Дрогнет мраморное вече,
Желудь цокает в висок…
Место первой нашей встречи
От тебя наискосок.
Так. Скудеющей походкой…
Так. Растеряны слова…
Там, за дымчатой решеткой
Тяжко стелется Нева.
Струны каменные четче
Всех чугунных — горний кряж…
Так тебя украсил зодчий,
Тот, что строил Эрмитаж.
Летний сад! Какое лето
Нас введет сюда вдвоем?
Вдоль гранита плещет Лета,
Покоренная Петром…
Однажды за чайным столом у покойного поэта и писателя II мы читали и обсуждали все эти стихи. Высказывались всевозможные догадки по поводу их автора, так и не опознанного в течение почти целого года. Все были согласны в том, что моя скромная особа послужила лишь поводом для вдохновения. Несомненно, адресат должен был скоро перемениться. И мое идиотски-прозаическое, обывательски-трусливое отношение к этим стихам уязвляло меня самого, внутренне отлучало от таинственного автора, заставляло желать, чтобы он скорее переменил адресата.
На следующий день я услыхал в телефоне незнакомый голос:
— Лев Львович! Вы читали мои стихи?
— Кто это говорит?
— Говорит автор стихов. Вы читали их?
— Читал. Я не знал, что это вам будет неприятно… Скажите, кто вы?
Ответа не последовало. Зато через день были получены новые стихи. С тех пор прошло более четверти века, но я никогда не забуду чувства обиды и стыда, которые пришлось пережить, прочтя их. Стыдно мне было не перед автором. Она напрасно сердилась на оглашение своих произведений: я, действительно, не был связан каким-нибудь обещанием. Вообще, перед этим человеком совесть моя была чиста. Но эти грозные строки я не раз вспоминал в других обстоятельствах, угрызаясь за собственные поступки и мысли. Вот эти стихи (в скобках даны слова, приблизительно восстановленные мною по памяти):
Твой голос? Не бойся: не вздумаю я
С тобой разговаривать часто!
Как будто я — Фигнер, а голос меня
Взял и отвел в участок!
Как будто — Рылеев. Стою. На плацу.
Оплевана. Всем Петербургом.
А если ударю. Тебя. По лицу.
Как раб Преступленьем. Ликурга.
Как будто с пристрастием начат допрос.
(И дома, и в грохоте улиц
Я слышу надменный и грубый вопрос:)
Перовская? Гельфанд? Засулич?
Пускай мне твой голос в горло удар,
Пускай не рожу тебе сына —
Вольноотпущенник! Трус! Жандарм!
Предатель! Шпион! Мужчина!
Да, что говорить! Эти строки способны привести надолго в самое удрученное состояние…
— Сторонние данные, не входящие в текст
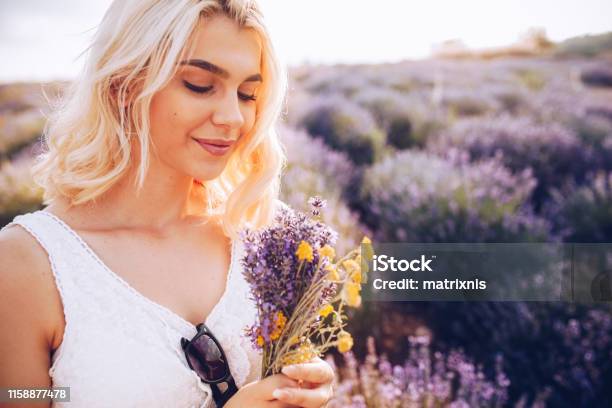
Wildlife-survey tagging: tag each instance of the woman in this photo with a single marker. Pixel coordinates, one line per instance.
(163, 150)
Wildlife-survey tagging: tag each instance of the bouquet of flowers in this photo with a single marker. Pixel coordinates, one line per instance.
(300, 288)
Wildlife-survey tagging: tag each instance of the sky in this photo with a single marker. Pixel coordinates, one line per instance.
(42, 40)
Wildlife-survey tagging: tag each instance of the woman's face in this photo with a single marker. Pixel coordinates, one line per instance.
(211, 97)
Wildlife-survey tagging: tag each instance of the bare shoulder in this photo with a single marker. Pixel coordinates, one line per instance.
(28, 309)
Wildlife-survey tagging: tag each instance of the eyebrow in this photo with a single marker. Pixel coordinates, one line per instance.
(217, 70)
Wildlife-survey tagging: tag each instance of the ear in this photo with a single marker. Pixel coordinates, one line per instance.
(115, 87)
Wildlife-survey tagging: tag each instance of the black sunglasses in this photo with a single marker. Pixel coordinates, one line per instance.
(206, 357)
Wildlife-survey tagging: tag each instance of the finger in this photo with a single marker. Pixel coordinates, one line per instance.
(280, 404)
(304, 397)
(316, 372)
(270, 383)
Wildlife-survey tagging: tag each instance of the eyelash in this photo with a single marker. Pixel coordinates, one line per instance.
(206, 89)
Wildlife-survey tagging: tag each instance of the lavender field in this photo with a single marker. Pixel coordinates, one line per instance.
(500, 150)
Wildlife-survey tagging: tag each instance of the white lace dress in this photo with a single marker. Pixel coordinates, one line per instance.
(121, 349)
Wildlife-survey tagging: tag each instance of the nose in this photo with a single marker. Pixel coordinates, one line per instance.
(228, 112)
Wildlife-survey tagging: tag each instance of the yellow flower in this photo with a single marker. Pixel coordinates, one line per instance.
(350, 265)
(325, 310)
(356, 277)
(328, 252)
(351, 294)
(280, 323)
(304, 251)
(345, 341)
(304, 353)
(332, 272)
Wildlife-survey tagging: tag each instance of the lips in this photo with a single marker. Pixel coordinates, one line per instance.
(216, 147)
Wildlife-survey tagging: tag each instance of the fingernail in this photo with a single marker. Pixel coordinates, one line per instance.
(279, 393)
(288, 370)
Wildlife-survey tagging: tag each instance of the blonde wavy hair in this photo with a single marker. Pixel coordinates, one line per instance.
(135, 52)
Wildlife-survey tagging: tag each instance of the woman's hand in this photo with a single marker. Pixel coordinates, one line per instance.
(258, 394)
(316, 390)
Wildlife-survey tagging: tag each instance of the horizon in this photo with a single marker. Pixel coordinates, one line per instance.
(57, 37)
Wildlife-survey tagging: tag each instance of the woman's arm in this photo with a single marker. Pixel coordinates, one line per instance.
(26, 321)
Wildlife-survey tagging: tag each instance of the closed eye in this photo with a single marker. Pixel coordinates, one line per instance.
(198, 89)
(247, 97)
(205, 89)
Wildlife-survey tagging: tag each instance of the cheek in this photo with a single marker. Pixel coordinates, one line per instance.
(170, 116)
(249, 119)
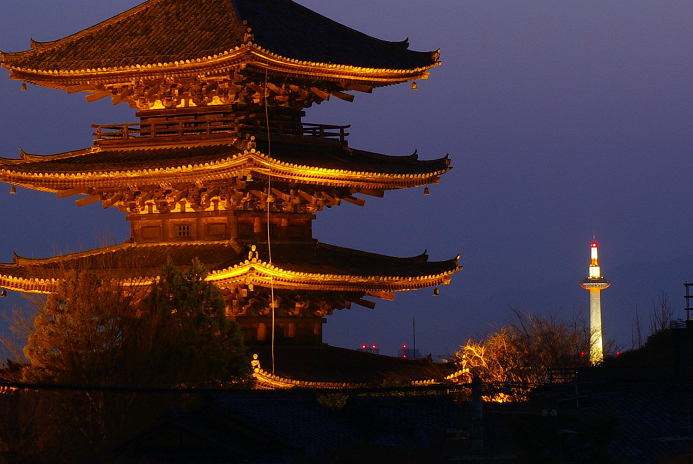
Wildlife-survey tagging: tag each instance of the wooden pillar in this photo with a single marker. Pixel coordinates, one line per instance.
(262, 332)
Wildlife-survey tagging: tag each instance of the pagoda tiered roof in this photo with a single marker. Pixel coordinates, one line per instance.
(317, 164)
(197, 38)
(308, 266)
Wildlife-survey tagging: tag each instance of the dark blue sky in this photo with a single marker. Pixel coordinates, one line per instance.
(560, 118)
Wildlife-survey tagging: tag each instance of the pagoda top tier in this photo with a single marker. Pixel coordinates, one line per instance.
(201, 44)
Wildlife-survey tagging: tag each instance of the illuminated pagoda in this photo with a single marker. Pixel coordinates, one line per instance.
(221, 166)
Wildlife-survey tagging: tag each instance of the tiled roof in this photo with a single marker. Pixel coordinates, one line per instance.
(326, 363)
(328, 164)
(170, 32)
(294, 264)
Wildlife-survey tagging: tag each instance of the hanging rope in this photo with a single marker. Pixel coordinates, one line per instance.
(269, 193)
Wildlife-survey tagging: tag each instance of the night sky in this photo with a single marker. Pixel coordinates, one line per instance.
(561, 119)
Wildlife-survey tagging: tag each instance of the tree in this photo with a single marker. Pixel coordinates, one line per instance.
(522, 353)
(94, 331)
(116, 340)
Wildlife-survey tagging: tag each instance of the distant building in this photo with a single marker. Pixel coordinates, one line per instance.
(595, 283)
(409, 353)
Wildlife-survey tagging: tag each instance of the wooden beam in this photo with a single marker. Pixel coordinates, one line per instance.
(354, 200)
(69, 192)
(98, 95)
(373, 192)
(344, 96)
(389, 296)
(360, 88)
(365, 303)
(320, 93)
(79, 88)
(88, 200)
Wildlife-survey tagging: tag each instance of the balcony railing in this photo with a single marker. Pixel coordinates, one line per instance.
(207, 128)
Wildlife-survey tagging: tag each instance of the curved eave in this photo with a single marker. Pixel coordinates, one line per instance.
(250, 55)
(260, 274)
(231, 166)
(265, 274)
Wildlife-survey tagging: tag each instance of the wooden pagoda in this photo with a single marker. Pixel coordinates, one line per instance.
(221, 166)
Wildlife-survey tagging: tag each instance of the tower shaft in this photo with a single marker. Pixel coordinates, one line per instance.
(595, 283)
(596, 337)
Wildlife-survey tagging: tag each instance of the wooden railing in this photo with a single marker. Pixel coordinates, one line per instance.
(143, 131)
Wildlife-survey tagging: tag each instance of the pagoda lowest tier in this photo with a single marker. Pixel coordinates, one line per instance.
(308, 280)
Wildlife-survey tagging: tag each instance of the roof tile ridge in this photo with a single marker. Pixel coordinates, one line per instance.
(79, 254)
(32, 157)
(259, 50)
(41, 46)
(234, 12)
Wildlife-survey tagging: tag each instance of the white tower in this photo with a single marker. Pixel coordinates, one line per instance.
(595, 283)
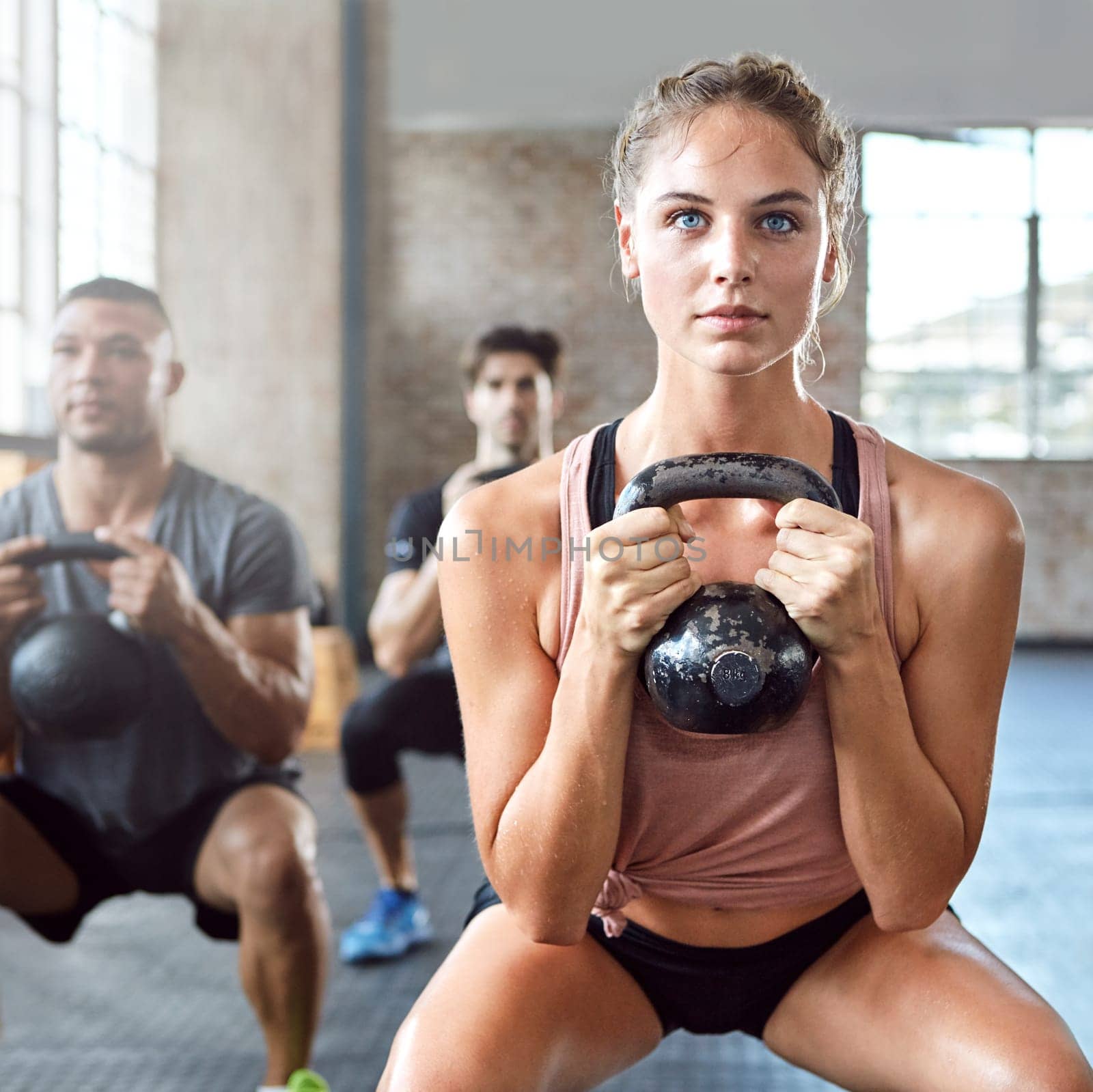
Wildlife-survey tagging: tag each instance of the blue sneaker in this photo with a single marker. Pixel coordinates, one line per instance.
(395, 923)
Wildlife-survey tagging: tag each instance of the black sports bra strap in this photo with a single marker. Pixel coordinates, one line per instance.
(601, 477)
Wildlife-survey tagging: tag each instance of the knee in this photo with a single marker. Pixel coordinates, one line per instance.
(419, 1061)
(276, 877)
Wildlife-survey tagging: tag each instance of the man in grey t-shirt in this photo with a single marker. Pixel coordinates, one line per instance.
(197, 796)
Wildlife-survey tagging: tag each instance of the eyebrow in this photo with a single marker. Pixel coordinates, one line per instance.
(781, 197)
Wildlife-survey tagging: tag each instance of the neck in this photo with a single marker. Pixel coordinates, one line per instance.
(490, 454)
(113, 489)
(693, 411)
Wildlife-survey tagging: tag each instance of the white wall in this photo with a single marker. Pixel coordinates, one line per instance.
(499, 64)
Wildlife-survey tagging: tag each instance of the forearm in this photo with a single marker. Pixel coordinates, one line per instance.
(557, 837)
(256, 703)
(408, 628)
(903, 828)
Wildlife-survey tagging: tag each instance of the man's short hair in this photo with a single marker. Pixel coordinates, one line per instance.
(544, 346)
(113, 288)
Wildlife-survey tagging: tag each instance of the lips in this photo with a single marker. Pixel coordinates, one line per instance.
(735, 311)
(732, 320)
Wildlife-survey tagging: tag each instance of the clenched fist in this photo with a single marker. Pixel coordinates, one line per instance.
(151, 587)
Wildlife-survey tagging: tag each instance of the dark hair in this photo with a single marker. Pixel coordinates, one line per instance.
(113, 288)
(542, 344)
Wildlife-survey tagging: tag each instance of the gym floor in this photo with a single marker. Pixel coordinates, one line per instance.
(141, 1000)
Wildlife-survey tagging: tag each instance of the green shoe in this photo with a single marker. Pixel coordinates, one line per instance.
(305, 1080)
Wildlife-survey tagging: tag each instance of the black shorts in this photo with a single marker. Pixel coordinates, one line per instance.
(419, 712)
(714, 990)
(161, 864)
Дня через два пришло письмо за полной подписью — Лидия Ивановна А…ва. III «Раз все равно всем уже все известно — прошу Вас внести в стихи следующие исправления» — и был приложен список мелких изменений.
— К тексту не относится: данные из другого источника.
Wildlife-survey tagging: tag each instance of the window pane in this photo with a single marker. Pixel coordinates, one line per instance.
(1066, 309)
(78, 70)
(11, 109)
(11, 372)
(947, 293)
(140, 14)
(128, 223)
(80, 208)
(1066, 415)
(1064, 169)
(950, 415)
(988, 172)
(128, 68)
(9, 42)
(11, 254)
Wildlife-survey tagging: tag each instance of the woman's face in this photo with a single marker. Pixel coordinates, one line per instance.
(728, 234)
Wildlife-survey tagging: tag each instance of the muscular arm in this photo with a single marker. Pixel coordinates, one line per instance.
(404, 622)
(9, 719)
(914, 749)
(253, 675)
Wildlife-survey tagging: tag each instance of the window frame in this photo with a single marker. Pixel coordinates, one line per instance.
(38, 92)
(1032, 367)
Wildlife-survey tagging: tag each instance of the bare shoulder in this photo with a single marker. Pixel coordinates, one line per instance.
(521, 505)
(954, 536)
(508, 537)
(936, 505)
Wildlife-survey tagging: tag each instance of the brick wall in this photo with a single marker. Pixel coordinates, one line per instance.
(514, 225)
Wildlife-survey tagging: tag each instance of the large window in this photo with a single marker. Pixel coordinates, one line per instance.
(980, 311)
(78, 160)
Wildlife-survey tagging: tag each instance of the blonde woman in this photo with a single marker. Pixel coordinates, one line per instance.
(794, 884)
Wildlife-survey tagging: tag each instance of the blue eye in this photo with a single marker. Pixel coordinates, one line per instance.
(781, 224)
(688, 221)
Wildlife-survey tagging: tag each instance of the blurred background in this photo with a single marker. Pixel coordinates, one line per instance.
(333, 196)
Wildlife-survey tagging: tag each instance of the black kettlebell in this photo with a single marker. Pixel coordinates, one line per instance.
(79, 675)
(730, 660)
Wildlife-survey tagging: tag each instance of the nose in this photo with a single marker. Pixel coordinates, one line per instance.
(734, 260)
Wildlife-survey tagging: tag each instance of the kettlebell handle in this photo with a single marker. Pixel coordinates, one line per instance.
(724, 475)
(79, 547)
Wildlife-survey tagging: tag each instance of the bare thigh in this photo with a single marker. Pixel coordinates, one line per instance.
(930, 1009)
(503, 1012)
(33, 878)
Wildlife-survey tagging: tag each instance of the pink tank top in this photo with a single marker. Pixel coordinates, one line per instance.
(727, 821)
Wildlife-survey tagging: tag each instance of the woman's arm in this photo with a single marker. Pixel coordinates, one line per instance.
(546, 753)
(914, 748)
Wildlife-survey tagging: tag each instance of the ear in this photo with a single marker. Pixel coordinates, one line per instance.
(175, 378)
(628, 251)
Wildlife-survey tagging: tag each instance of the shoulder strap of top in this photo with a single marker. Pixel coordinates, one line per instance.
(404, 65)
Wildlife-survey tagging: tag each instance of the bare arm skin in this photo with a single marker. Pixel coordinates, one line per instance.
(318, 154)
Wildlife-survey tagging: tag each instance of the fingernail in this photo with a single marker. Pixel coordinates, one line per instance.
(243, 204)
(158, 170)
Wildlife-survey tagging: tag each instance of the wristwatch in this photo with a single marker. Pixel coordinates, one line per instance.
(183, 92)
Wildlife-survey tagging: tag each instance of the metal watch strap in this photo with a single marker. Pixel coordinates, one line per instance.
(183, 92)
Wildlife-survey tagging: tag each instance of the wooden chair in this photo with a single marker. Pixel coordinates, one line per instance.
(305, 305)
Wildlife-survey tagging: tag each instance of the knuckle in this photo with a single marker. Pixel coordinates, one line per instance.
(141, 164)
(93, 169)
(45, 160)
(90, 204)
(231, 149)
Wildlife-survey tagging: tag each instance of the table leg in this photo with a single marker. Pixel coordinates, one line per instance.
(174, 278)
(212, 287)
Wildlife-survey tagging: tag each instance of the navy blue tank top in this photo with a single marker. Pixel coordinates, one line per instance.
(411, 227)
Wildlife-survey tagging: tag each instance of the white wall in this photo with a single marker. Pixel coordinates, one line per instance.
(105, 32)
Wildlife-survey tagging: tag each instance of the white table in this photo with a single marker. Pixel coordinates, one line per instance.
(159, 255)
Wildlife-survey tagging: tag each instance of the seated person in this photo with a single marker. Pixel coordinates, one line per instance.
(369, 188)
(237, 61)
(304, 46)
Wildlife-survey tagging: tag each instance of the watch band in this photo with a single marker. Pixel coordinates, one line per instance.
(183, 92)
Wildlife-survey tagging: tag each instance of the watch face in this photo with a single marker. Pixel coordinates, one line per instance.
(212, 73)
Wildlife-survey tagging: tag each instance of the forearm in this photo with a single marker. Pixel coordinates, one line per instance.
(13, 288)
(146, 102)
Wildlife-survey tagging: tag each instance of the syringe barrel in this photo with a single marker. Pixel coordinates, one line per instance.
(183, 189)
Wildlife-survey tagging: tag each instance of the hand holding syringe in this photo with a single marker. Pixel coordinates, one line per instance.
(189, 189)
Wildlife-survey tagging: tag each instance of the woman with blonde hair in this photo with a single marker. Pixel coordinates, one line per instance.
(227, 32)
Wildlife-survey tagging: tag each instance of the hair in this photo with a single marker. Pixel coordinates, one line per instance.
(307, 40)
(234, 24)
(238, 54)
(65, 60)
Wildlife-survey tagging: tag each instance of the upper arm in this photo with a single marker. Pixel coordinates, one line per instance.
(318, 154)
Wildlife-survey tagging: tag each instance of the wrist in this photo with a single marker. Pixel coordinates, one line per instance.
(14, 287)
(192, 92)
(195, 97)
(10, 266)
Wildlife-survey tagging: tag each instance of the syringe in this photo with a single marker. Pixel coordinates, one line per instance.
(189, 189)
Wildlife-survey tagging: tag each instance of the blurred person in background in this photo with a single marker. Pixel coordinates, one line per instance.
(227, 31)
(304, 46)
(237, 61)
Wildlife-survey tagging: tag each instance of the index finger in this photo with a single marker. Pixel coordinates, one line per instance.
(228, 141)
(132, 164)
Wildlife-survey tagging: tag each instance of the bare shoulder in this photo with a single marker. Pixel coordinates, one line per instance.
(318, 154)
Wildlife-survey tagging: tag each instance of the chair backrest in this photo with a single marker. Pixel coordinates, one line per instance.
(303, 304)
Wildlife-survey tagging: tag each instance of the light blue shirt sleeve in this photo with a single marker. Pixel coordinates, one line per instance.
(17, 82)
Это была та самая дама, которую я когда-то встретил в зале апулийских ваз, которую, конечно, не раз встречал на набережных, на улицах, в кино. Но мы никогда не разговаривали сколько-нибудь серьезно.
В 1938 году все стихи Лидии Ивановны были у меня отобраны при обыске. Изучение этого маленького архива давало основание моему тогдашнему официальному собеседнику говаривать: «А у тебя немало было лирики в жизни…»
Свет тесен. В дни Отечественной войны мы выяснили с одной знакомой, что она хорошо знала Лидию Ивановну, даже состояла с ней в родстве. От нее я узнал о трагической смерти Лидии Ивановны.
Человеку психически неуравновешенному, Лидии Ивановне приходилось периодически лечиться в больнице, где ее и застала война. Психоз бурно разыгрывался в условиях голодного истощения: ее упорно преследовала мысль о насильственной мучительной смерти от рук фашистов. В больнице она и скончалась.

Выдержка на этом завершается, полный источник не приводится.